Uitspraak van de rechtbank
2. Bij de aangevallen uitspraak heeft de rechtbank het beroep tegen het bestreden besluit ongegrond verklaard.
Standpunt van appellante
3. Appellante is het met de aangevallen uitspraak niet eens. Appellante voert aan dat geen sprake is van tekortschietend besef van verantwoordelijkheid, omdat zij de transitievergoeding heeft aangewend om lopende schulden af te lossen.

Het oordeel van de Raad

4. De Raad beoordeelt of de rechtbank terecht het bestreden besluit in stand heeft gelaten. Hij doet dat aan de hand van de argumenten die appellante in hoger beroep heeft aangevoerd, de beroepsgronden.
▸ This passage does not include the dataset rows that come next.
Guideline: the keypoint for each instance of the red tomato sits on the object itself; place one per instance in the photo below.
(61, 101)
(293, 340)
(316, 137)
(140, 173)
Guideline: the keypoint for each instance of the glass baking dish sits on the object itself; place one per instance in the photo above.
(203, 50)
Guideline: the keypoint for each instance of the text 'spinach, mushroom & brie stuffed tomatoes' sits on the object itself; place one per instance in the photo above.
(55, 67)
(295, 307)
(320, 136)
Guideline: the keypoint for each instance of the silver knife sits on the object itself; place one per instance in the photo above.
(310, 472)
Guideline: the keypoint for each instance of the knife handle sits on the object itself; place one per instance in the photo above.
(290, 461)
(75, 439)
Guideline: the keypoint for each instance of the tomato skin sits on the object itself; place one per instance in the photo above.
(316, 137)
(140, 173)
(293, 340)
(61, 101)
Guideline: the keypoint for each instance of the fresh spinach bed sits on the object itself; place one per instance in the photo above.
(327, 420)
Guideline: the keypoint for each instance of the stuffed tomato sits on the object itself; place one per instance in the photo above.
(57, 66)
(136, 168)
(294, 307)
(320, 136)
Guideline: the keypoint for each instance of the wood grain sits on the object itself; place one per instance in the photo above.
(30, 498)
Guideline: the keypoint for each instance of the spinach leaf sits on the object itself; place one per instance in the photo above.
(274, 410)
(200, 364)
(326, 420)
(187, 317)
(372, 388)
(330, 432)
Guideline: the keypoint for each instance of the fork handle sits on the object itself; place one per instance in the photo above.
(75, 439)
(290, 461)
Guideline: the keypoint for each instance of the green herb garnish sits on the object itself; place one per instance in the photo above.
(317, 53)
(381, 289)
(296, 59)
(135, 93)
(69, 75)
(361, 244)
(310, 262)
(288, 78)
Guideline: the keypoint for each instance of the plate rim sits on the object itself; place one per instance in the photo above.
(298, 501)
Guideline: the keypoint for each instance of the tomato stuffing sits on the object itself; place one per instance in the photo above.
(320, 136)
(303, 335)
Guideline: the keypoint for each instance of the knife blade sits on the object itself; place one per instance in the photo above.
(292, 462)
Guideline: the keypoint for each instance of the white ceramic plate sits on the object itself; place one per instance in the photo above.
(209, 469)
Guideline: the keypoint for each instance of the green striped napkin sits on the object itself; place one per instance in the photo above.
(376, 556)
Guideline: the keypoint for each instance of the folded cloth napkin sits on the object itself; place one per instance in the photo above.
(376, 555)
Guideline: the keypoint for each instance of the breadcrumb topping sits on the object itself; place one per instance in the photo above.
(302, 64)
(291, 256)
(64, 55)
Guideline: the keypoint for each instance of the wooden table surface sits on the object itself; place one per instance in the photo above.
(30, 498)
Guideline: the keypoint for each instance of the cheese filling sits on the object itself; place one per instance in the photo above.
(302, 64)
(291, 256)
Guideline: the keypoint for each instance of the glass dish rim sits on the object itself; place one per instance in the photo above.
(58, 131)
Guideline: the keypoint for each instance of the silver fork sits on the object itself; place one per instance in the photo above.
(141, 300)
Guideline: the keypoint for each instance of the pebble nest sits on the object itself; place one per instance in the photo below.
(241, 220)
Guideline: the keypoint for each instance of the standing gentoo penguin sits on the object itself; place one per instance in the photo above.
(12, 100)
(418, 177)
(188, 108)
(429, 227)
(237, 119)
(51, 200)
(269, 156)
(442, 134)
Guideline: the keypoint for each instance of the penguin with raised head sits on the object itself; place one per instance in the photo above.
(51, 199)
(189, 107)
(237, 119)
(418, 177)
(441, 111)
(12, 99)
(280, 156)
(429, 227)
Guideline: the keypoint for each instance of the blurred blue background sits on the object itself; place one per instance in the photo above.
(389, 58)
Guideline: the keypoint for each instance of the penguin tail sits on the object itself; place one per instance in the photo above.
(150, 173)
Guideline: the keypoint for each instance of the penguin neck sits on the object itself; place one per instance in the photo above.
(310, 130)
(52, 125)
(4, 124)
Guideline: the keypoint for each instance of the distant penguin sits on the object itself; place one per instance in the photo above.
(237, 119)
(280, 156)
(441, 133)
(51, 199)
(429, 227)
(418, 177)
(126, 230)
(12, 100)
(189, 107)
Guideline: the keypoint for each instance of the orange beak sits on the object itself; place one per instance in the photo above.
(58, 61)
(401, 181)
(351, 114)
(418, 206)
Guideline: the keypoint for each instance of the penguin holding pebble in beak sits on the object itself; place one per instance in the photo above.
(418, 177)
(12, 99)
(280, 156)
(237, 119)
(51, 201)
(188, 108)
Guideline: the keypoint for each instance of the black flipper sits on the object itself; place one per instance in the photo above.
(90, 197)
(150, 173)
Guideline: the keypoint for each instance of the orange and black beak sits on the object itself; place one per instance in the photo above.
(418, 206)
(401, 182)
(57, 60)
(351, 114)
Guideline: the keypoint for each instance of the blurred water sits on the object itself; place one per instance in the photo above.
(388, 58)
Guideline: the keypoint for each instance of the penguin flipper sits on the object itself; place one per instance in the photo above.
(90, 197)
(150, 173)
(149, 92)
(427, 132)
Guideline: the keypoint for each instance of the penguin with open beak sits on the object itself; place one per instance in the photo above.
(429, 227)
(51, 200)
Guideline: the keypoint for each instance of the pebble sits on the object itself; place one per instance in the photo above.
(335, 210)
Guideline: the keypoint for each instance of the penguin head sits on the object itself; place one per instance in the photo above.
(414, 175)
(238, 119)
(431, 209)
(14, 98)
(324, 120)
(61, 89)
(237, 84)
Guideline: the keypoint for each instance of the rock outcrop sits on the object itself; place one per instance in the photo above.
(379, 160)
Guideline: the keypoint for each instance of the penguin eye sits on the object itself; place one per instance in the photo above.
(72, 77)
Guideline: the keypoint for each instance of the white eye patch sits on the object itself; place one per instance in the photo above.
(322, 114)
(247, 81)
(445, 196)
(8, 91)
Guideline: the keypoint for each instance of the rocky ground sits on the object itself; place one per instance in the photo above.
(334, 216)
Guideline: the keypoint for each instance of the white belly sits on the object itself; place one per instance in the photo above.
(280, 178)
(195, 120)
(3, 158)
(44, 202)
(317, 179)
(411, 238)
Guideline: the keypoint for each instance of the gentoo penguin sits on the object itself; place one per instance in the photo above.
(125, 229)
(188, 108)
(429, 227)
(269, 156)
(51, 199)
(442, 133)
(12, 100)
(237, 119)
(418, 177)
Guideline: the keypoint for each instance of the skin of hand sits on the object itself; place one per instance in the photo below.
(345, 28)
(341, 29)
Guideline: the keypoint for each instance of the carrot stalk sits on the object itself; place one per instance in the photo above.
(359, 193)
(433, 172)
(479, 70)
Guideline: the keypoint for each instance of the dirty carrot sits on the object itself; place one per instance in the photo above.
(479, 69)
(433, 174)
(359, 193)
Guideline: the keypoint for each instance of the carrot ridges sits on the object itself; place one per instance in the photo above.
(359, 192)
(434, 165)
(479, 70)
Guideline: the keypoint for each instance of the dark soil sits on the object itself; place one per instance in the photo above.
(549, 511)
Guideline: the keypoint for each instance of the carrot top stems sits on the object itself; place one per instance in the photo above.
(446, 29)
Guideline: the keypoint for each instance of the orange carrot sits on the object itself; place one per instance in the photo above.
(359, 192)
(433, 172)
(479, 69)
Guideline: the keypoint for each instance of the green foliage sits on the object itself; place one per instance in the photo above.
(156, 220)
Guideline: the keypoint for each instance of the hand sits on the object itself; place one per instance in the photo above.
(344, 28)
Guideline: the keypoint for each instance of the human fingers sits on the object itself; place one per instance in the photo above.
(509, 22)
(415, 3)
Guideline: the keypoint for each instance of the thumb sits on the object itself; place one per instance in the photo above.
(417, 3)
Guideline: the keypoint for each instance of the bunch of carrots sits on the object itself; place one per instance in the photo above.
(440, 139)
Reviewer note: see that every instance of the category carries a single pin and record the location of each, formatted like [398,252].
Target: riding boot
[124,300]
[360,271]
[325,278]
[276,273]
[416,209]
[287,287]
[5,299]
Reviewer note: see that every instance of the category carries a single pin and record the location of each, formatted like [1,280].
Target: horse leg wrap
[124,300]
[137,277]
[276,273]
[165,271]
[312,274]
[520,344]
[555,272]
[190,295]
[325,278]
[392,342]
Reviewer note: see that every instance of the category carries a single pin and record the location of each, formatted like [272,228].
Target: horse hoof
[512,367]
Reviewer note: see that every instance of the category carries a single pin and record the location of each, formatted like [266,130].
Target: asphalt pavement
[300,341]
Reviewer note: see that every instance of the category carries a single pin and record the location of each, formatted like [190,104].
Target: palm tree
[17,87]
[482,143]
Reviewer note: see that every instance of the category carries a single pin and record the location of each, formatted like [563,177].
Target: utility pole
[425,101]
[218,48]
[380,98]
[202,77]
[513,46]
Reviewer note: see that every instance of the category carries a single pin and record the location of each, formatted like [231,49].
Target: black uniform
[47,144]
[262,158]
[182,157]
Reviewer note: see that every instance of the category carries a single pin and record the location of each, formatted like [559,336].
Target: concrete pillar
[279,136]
De Raad komt tot het oordeel dat het hoger beroep niet slaagt. Hierna legt de Raad uit hoe hij tot dit oordeel komt en welke gevolgen dit oordeel heeft.
4.1.
Zoals de Raad ook in de regiebrief heeft vastgesteld, richt de in hoger beroep aangevoerde grond zich alleen tegen besluit 1.
4.2.
In artikel 48, eerste lid, van de PW is het uitgangspunt neergelegd dat de bijstand wordt verleend om niet. Het tweede lid bevat een opsomming van gevallen waarin de bijstand in de vorm van een geldlening kan worden verleend. Ingevolge artikel 48, tweede lid, aanhef en onder b, van de PW kan bijstand worden verleend in de vorm van een geldlening indien de noodzaak tot bijstandsverlening het gevolg is van een tekortschietend besef van verantwoordelijkheid.
4.3.
Appellante heeft net als in beroep aangevoerd dat van tekortschietend besef van verantwoordelijkheid geen sprake is, omdat zij de transitievergoeding heeft gebruikt om schulden af te lossen. De rechtbank heeft overwogen dat appellante op geen enkele wijze heeft onderbouwd dat zij met de transitievergoeding schulden heeft afbetaald. Ook in hoger beroep heeft appellante die grond niet onderbouwd, ook niet nadat de Raad haar daartoe in de gelegenheid heeft gesteld. Dit betekent dat de grond niet slaagt omdat de grond geen steun vindt in de feiten.
4.4.
Tegen de vorm van de bijzondere bijstand voor stofferings- en inrichtingskosten heeft appellante geen gronden aangevoerd.

Conclusie en gevolgen

5. Het hoger beroep slaagt dus niet. De aangevallen uitspraak zal worden bevestigd. Dit betekent dat het college de bijzondere bijstand mocht toekennen in de vorm van een geldlening.
BESLISSING
De Centrale Raad van Beroep bevestigt de aangevallen uitspraak.
Deze uitspraak is gedaan door P.W. van Straalen, in tegenwoordigheid van M.V. Kamphuis als griffier. De beslissing is uitgesproken in het openbaar op 10 oktober 2023.